2009-03-28 Thread Lennart Schultz
It seems that mapfile is OK for small numbers but for bigger numbers it
starts to compsume time.

I made a litle test:

rm Xyz; unset MAPFILE # clear
max=  # set limit
time for i in $(seq 0 $max); do echo 'Xyz'  Xyz; done
real0m0.490s
user0m0.304s
sys 0m0.124s

 time mapfile  Xyz

real0m0.005s
user0m0.008s
sys 0m0.000s

time while read line; do echo $line  /dev/null; done  Xyz
real0m1.124s
user0m0.456s
sys 0m0.108s

time for i in $(seq 0 $max); do echo echo ${MAPFILE[$i]} /dev/null; done

real0m2.184s
user0m0.976s
sys 0m0.104s

rm Xyz ;unset MAPFILE
max=9

 time for i in $(seq 0 $max); do echo 'Xyz'  Xyz; done

real0m8.204s
user0m3.264s
sys 0m1.188s

time mapfile  Xyz

real0m0.062s
user0m0.044s
sys 0m0.000s

time while read line; do echo $line  /dev/null; done  Xyz
real0m11.328s
user0m4.500s
sys 0m1.140s

time for i in $(seq 0 $max); do echo echo ${MAPFILE[$i]} /dev/null; done

real9m52.832s
user5m38.305s
sys 0m3.636s


At the time of testing I had sufficient of free memory no swapping, and no
othe time compsuming programs.


2009/3/28 Chris F.A. Johnson c...@freeshell.org

 On Fri, 27 Mar 2009, Lennart Schultz wrote:

  Chris,
 I agree with you to use the right tool at the right time, and mapfile
 seems
 not to be the right tool for my problem, but I will just give you some
 facts
 of my observations:

 using a fast tool like egrep just to find a simple string in my datafile
 gives the following times:

 time egrep 'pro' /dev/null  dr.xml

 real0m54.628s
 user0m27.310s
 sys 0m0.036s

 My original bash script :

 time xml2e2-loadepg

 real1m53.264s
 user1m22.145s
 sys 0m30.674s

 While the questions seems to go on spawning subshells and the cost I have
 checked my script
 it is only calling one external command is date which in total is called a
 little less than 2 times. I have just for this test changed the call
 of
 date to an assignment of an constant. and now it looks:

 time xml2e2-loadepg

 real1m3.826s
 user1m2.700s
 sys 0m1.004s

 I also made the same change to the version of the program using mapfile,
 and
 changed  line=$(echo $i) to
 line=${i##+([[:space:]])}
 so the mainloop is absolulty without any sub shell spawns:

 time xml2e2-loadepg.new

 real65m2.378s
 user63m16.717s
 sys 0m1.124s


   How much of that is taken by mapfile? Time the mapfile command and
   the loop separately:

 time mapfile  file
 time for i in ${mapfi...@]}

 --
   Chris F.A. Johnson, webmaster http://woodbine-gerrard.com
   ===

   Author:
   Shell Scripting Recipes: A Problem-Solution Approach (2005, Apress)
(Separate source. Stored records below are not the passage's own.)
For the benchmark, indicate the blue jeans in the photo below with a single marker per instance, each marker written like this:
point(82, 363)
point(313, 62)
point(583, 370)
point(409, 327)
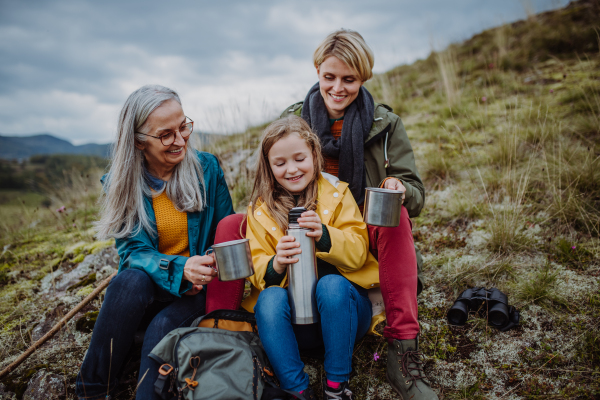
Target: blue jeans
point(132, 302)
point(345, 316)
Re: using mapfile is extreamly slow compared to oldfashinod ways to read files

2009-03-28 Thread Chet Ramey
Lennart Schultz wrote:
 It seems that mapfile is OK for small numbers but for bigger numbers it
 starts to compsume time.

Not exactly.  Your own timing tests show that mapfile itself is blindingly
fast.  The time is consumed sequentially traversing the (very large) array.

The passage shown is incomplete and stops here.